Training-Free Controllable Inpainting Network

Updated 17 November 2025

The paper demonstrates a training-free framework that leverages pre-trained diffusion and autoregressive models to achieve precise spatial, semantic, and style inpainting.
It employs tailored attention mechanisms, mask-driven spatial guidance, and latent optimization to facilitate multi-region editing without additional fine-tuning.
Quantitative results indicate improved LPIPS, FID, and SSIM metrics across image, video, and 3D tasks, underscoring its practical deployment and efficiency.

Training-free controllable inpainting networks encompass a family of methods that enable precise spatial and semantic control over image, video, and 3D inpainting without any task-specific fine-tuning or additional training. These frameworks leverage the architecture and generative priors of pre-trained models—primarily diffusion or autoregressive backbones—supplemented with tailored attention manipulations, prompt-guidance strategies, or optimization objectives. The motivation is to achieve high-fidelity content manipulation, object removal, content creation, text editing, and style harmonization in a purely inference-time regime. This paradigm circumvents the need for extensive retraining while offering granular user control, multi-region editing, and, in select methods, per-pixel spatial guidance or diverse sample generation.

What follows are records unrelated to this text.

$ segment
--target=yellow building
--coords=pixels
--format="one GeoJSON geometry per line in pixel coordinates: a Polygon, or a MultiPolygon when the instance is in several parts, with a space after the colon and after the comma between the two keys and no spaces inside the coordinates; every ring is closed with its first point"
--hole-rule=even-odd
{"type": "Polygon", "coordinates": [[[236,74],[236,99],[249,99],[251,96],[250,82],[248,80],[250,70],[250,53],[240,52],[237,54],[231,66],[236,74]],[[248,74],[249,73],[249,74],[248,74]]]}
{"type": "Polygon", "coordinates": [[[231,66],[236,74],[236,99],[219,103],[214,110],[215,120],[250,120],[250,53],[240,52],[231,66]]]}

1. Architectures and Conditioning Regimes

Training-free controllable inpainting approaches inherit their generative scaffolding from existing pre-trained models, such as Stable Diffusion and SDXL UNet-VAEs (Jeon, 6 Mar 2025), Mask AutoRegressive (MAR) models (Jiang et al., 28 Sep 2025), latent diffusion frameworks (Salar et al., 18 Sep 2025, Zheng et al., 5 Feb 2025), and NeRF variants (Liu et al., 2022). The control mechanisms vary:

Prompt embeddings: ControlFill (Jeon, 6 Mar 2025) trains two distinct prompt embeddings, $y_c$ (creation) and $y_r$ (removal), which directly condition the UNet’s cross-attention layers, bypassing the need for heavy text encoders. HarmonyPaint (Li et al., 22 Jul 2025) and Token Painter (Jiang et al., 28 Sep 2025) operate through mask- or region-based attention modifications without explicit prompt embeddings.
Mask-driven spatial control: Binary or signed masks are used to designate regions for removal, creation, or style transfer (Jeon, 6 Mar 2025, Li et al., 22 Jul 2025, Xie et al., 21 Jan 2025). Advanced frameworks (Token Painter (Jiang et al., 28 Sep 2025), ControlFill (Jeon, 6 Mar 2025)) include per-pixel adjustable intensity.
Latent optimization: A subset of methods perform direct optimization of the generative latent at each timestep using custom loss terms—e.g., OmniText (Gunawan et al., 28 Oct 2025) employs content and style-attention losses for controllable text editing/manipulation.

2. Spatial, Semantic, and Style Control

Achieving controllability without retraining hinges on manipulations in the conditioning and attention interfaces of the generative backbone:

Classifier-Free Guidance (CFG): ControlFill implements both standard global CFG and spatially varying CFG, where each mask region is assigned an intention (+1 for creation, –1 for removal) and receives per-pixel guidance scaling. Pseudocode formalizes the denoising update:
1 2 3 4
ε_c = ε_θ(z_t, y_c, t) ε_r = ε_θ(z_t, y_r, t) ε̂ = w·M⊙ε_c + (1−w·M)⊙ε_r z_{t−1} = λ_t z_t – β_t ε̂
Attention-level manipulations: HarmonPaint (Li et al., 22 Jul 2025) modifies self-attention via masking strategies (SAMS), partitioning encoder attention into background/background, hole/hole, and suppressing cross-region flow. The decoder enforces global style harmonization via Mask-Adjusted Key-Value Strategy (MAKVS), replacing keys/values of masked regions with their mean in the unmasked background and mixing using a strength parameter $\lambda$ .
Frequency/Statistical Fusion: Token Painter (Jiang et al., 28 Sep 2025) combines semantic and contextual guidance by fusing text and image-background features in the frequency domain (DEIF), followed by adaptive boosting of cross- and self-attention weights (ADAE) to improve content faithfulness and intra-hole coherence.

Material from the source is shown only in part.